Hydrogen sulfide (H₂S) molecules are present in the nervous system and smooth muscle cells, and H₂S plays an important physiological regulatory role by participating in inflammation and anti-inflammatory responses (Kimura et al., 2005). Endogenous H₂S is produced by cysteine as a substrate and is catalyzed by the rate-limiting enzymes cystathionine-β synthase (CBS) and cystathionine γ-lyase (CSE) (Chen et al., 2010). In this study, we found that CSE was significantly downregulated in SMC-treated A. japonicus, suggesting that it may affect the synthesis of H₂S, leading to the occurrence of inflammatory reactions.
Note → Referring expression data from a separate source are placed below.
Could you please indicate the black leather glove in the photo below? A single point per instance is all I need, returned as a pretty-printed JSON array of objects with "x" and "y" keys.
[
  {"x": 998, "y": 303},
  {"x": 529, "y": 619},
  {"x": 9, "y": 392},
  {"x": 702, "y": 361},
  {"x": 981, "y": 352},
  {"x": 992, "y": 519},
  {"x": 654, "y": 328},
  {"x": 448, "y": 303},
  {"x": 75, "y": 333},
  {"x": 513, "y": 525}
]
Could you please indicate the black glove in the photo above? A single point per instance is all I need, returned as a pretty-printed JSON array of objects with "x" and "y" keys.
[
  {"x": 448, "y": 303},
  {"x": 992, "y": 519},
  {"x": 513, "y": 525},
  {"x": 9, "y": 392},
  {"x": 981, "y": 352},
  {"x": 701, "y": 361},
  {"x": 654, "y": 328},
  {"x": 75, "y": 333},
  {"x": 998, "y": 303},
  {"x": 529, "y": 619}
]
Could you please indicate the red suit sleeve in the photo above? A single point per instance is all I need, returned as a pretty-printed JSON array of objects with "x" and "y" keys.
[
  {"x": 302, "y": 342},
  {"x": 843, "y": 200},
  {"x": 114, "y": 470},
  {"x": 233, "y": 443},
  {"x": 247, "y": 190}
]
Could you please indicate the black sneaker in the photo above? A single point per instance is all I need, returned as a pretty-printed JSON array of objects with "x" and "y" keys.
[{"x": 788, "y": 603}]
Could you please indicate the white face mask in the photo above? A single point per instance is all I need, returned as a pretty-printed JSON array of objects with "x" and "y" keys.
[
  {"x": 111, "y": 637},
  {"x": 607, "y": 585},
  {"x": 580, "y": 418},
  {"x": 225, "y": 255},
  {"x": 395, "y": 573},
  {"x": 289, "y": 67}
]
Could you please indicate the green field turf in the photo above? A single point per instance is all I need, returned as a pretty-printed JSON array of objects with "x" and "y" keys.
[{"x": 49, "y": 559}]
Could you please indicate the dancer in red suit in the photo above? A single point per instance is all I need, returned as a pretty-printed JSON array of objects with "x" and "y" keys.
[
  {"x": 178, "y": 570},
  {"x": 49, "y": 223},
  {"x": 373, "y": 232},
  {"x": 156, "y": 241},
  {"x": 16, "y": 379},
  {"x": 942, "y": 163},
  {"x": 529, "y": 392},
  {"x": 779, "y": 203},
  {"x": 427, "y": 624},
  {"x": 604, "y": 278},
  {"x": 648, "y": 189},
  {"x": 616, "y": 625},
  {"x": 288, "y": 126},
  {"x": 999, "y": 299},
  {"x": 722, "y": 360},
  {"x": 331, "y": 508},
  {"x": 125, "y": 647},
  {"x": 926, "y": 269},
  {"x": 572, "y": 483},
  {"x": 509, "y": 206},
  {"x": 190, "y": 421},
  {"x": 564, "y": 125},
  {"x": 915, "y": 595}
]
A cellular catabolic mechanism known as autophagy includes non-selective cytoplasmic component breakdown, organelle turnover, and protein degradation (van der Lienden et al., 2018; Fang et al., 2019). The autophagy process is controlled by a variety of proteins. Among the lysosomal proteins, cathepsin (CTS) is the most abundant protease required to activate autophagy, and it plays an important role in degrading proteins in lysosomes (Meijer and Codogno, 2004). In this work, three cathepsins (CTSB, CTSD, and CTSL) were identified as being reduced due to SMC treatment ( Figure 8 ). Studies have shown that autophagy-lysosomal protein degradation was impaired in a CTS knockout mouse model, and mitochondrial clearance was defective, resulting in increased ROS (Lee et al., 2021). Furthermore, in this study, we initially found that the vacuolar protein sorting-associated protein 13A (VPS13A) was significantly downregulated in SMC-treated A. japonicus. Studies have shown that members of the VPS13 family are closely involved in a variety of neurodegenerative diseases (Seifert et al., 2011; Schormai et al., 2018). The reduction in autophagy seen in the absence of VPS13A may be the result of more general defects in endocytic transport and lysosomal degradation (Muñoz-Braceras et al., 2019). The latter study also discovered a strong relationship between VPS13A and mitochondria, indicating that VPS13A’s function in the endolysosomal pathway may be connected to intracellular communication. These results suggest that autophagy can be reduced through the mitochondrial pathway under SMC stress conditions.

Apoptosis, also known as programmed cell death, is a genetically programmed process that eliminates damaged or redundant cells by activating caspases (Savitskaya and Onishchenko, 2015). In this work, two apoptosis-related proteins were altered upon SMC treatment, manifesting as upregulation of poly[ADP-ribose]polymerase 1 (PARP) and caspase 6 (CASP6). PARP is a major molecule in apoptosis, and its overactivation uses a large amount of NAD⁺ as a substrate for poly-ADP-ribosylation, resulting in ATP depletion that eventually leads to cell death (Ahel et al., 2008). Caspases are a relatively evolutionarily conserved family of cysteinyl proteases that initiate and execute apoptosis through specific cleavage of a large number of cellular substrates via aspartic acid (Lee et al., 2006). Changes in these two proteins indicated increased apoptosis in A. japonicus cells after SMC stress.